Nevertheless, significant challenges remain:
- Technical reliability: AI agents may produce “hallucinations”—plausible but incorrect information—which is unacceptable in high-stakes decisions such as stimulation dosing or embryo prioritization.
- Data interoperability: Assisted reproduction involves disconnected systems across clinics, operating rooms, and labs with inconsistent formats and limited integration, hindering end-to-end AI agent coordination.
- Privacy and security: Reproductive data, including gamete and embryo information, is highly sensitive. Widespread AI agent deployment amplifies privacy risks and demands rigorous protection.

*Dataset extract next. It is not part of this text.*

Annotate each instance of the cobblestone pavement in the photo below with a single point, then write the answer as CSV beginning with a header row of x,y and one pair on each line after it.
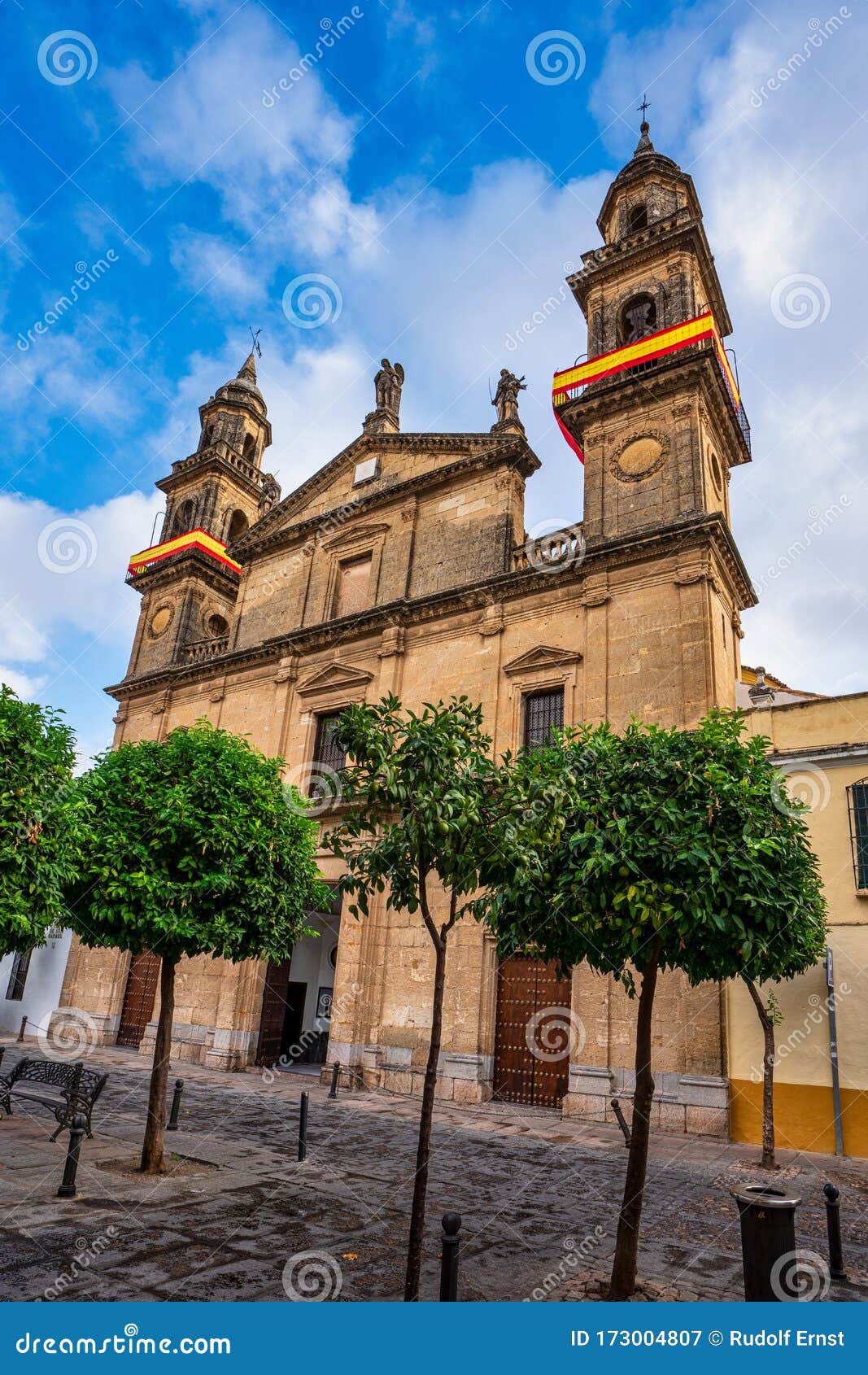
x,y
539,1197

- Clinical adoption: Gaining trust among clinicians, embryologists, and nursing staff requires sustained validation, education, and demonstration of real-world safety and utility of AI agents.
Conclusion
For assisted reproductive professionals, AI agents represent not a threat, but a powerful ally. They handle administrative burdens, provide decision support, and accelerate training for new team members, allowing medical staff to focus on what matters most: delivering empathetic, human-centered care.
Empowered by artificial intelligence, AI agents strive to help every family longing for a child access more professional, compassionate assisted reproductive services. This, ultimately, is the most promising vision brought by the rise of AI agents in reproductive medicine.